# TACP in Afghanistan



## The_Caper

Hello everyone.

Have been away from the forums for a while. I have been deployed to Afghanistan as part of a TACP(Tactical Air Control Party) since February
but should be home soon. Sometime in September. Then I will be right back in to posting again.

Just wanted to share a picture of the group. Not technically great as it was done with a p&s but I thought it would fit in the Photo Journalism thread?


----------



## stoney

Stay safe Caper


----------



## 250Gimp

Nice shot.  Thanks for doing what you do!


----------



## Doc Wiseman

Thanks and Stay Safe Caper.

Semper Fi

Doc


----------



## Antarctican

Hey, great to see you (and all those Canadian flags on your uniforms). As others have said, stay safe. And thanks for the update and post.


----------



## Senor Hound

Thank you for sharing.  Having a friend who did two tours to Afghanistan, I know that the place is a lot more dangerous than the news makes it out to be.  You are truly the unsung heroes of the current political turmoil in the world.

Thank you for doing the dirty work no one else wants to do.  The world has some issues, and you are at the forefront, putting yourself on the line to help many people over there in Afghanistan experience freedom for the first time.  That's very admirable, and I salute you.

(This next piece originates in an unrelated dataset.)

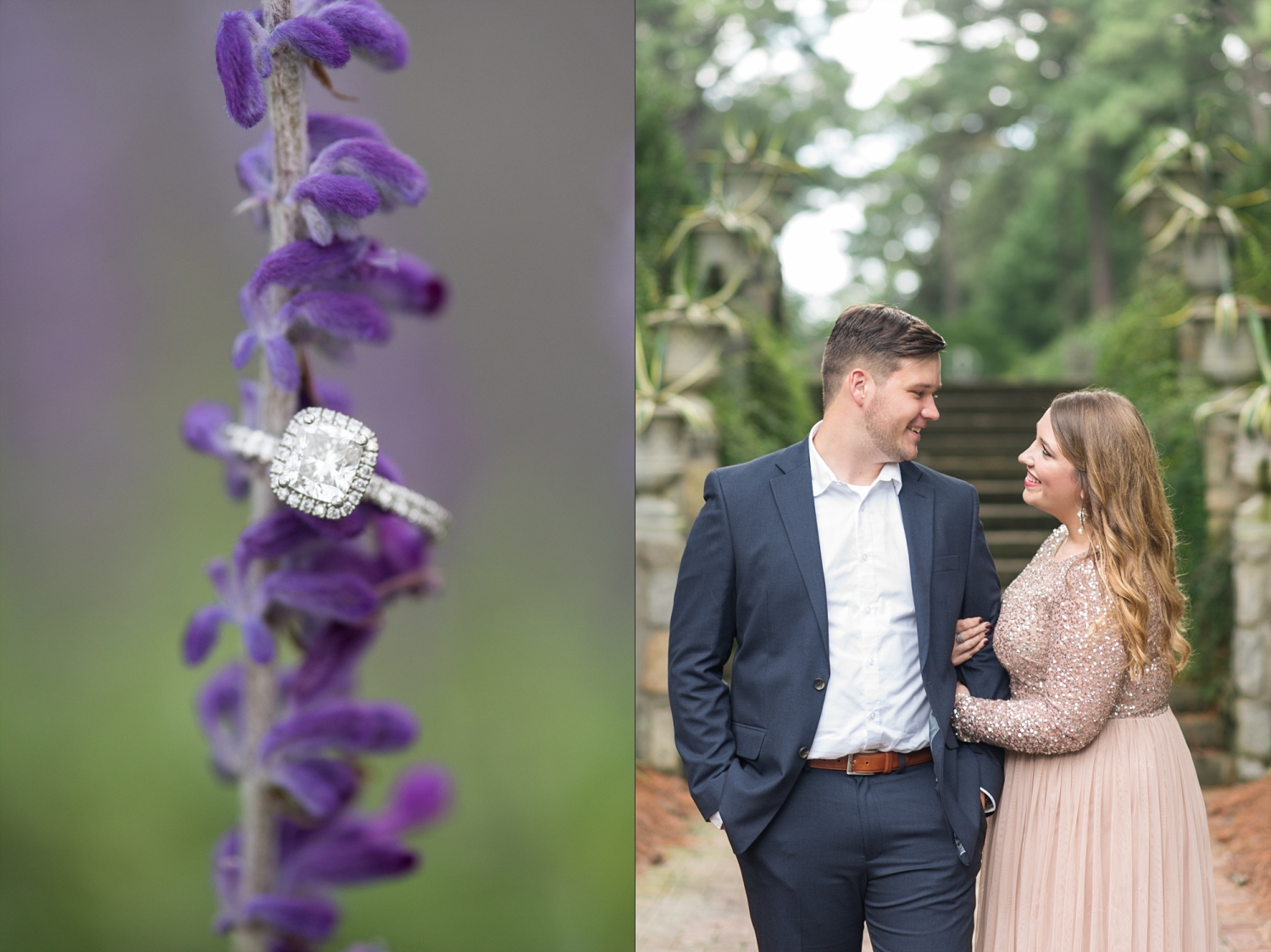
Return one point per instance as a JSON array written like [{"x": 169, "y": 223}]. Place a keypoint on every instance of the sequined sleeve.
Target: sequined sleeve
[{"x": 1085, "y": 664}]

*I'd hit the salute emoticon, but there isn't one...*


----------



## LaFoto

:salute: You mean this one, Señor?

Who are you then, Caper?


----------



## The_Caper

Hi everyone!

Thank you all for your kind words. It is nice to hear from you. I have said it before and I will say it again. It is people like you and your families that make what we do over here worth it. 

I thank you all very much for your support and we will do all we can to ensure the people here know freedom and that terrorism is eradicated. 



> Who are you then, Caper?



Hi Corrina.  

I am the one right in the middle kneeling down. Sometime ago I posted a picture of myself standing with the Stanley Cup here in Afghanistan. It's a slightly better picture  of me but I think I still broke the camera.


----------



## terri

I don't think you broke the camera, and I hope you get some more "down time" to post more!    

Nice shot of your group - you all stay safe.


----------